We'll also define some workflows and scenarios for our application, with emphasis on the design of the objects for the middleware tier of the store. Our focus will still be on the purchase of tickets via an online travel agent that gets quotes from different airlines and presents the Internet user with the best quote. The online store portion of our application will be discussed in the next article in the series.

The UI design for this application isn't a major part of our Java-based design. A basic browser UI will be developed for the end user. In corresponding issues of ColdFusion Developer's Journal (Vol. 1, issues 46) we'll develop the more sophisticated and personalized UI in parallel using ColdFusion. I'd like to reiterate that as this isn't a real-world application, several decisions made for the design will be oversimplified, their primary purpose being to illustrate how the components defined here can be integrated into a distributed application.

Of the four tiers of the Ticket Store application described in the last article, the Service Access tier, and specifically the Ticket Reservation and Sales Broker, will occupy most of our attention. As defined in last month's article, the Service Access tier is a middleware tier that accepts service requests from the Merchant Server tier, routes them to the Application Services tier and serves back the response to the Merchant Server tier. The Merchant Server tier adds in user-specific data and sends back the response to the user interface.

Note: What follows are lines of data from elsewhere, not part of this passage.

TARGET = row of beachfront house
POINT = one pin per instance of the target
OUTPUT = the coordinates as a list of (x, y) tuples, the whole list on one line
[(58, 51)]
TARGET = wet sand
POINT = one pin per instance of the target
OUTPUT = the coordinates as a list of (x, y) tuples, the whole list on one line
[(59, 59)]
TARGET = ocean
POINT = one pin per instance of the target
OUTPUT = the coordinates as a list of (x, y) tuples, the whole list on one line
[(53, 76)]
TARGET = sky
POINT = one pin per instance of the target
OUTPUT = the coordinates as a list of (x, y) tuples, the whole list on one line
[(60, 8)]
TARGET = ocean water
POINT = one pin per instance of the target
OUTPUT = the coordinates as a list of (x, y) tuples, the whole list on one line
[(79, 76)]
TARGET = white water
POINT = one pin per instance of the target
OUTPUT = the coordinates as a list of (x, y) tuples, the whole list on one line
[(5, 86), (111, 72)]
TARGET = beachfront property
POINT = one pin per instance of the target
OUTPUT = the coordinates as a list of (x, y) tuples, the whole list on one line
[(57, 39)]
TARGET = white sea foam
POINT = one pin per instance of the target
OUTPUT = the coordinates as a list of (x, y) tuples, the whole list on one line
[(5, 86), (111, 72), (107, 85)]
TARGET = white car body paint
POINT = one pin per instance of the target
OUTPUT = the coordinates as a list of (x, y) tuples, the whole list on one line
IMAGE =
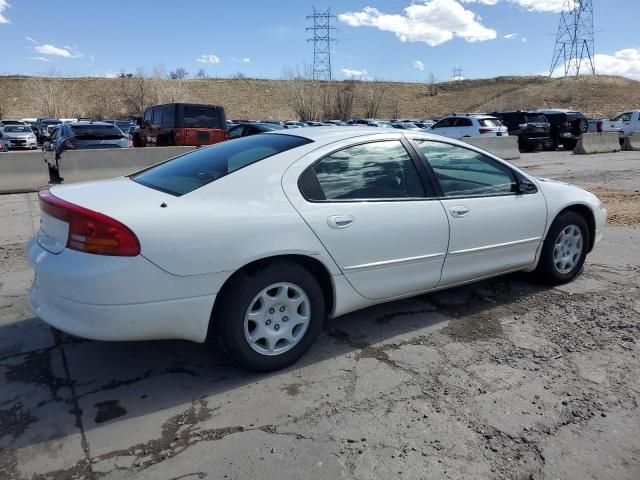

Ticket Reservation and Sales Broker Requirements
The Ticket Reservation and Sales Broker (we'll call it "Broker" from this point) is actually our simulation (albeit oversimplified) of a real-life ticket agent. The software modules that make up this tier attempt to duplicate the base functionality of a human ticket agent who would typically gather information about the end user's (User's) flight requirements, search in his or her reservation system for flight availability and prices, and get back to the end user with a quote for the flight. Thus the main functions of the Broker are:

  1. Accept a request for a flight from the user.
  2. Define search criteria for getting flight quotes.
  3. Search for available flights based on the criteria.
  4. Obtain quote(s) from the reservation system.
  5. Add promotions or discounts on the price based on the user's purchase history.
  6. Return the quote(s) to the user.
  7. Accept a reservation request from the user. This includes getting his or her credit card information.
  8. Reserve the seat(s) for the user.
  9. Return a confirmation to the user.

This is a simple workflow that runs through the system in a sequential fashion. We'll implement this workflow in our system, ignoring other functionality such as canceling a reservation, etc. The idea is to demonstrate how data flows through our Ticket Store from the end customer to the back office and back. Figure 1 illustrates the use cases for the Broker. The workflow is illustrated in Figure 2.

Figure 1
Figure 1:

Figure 2
Figure 2:

Class Design
Now let's define the classes involved in this set of transactions from the Broker's point of view. For now, we'll forgo discussion on the UI and assume that the user's input somehow arrives at the Broker. Allaire's ColdFusion will be used to develop a more sophisticated UI. (This will be discussed in issue 5 of ColdFusion Developer's Journal.)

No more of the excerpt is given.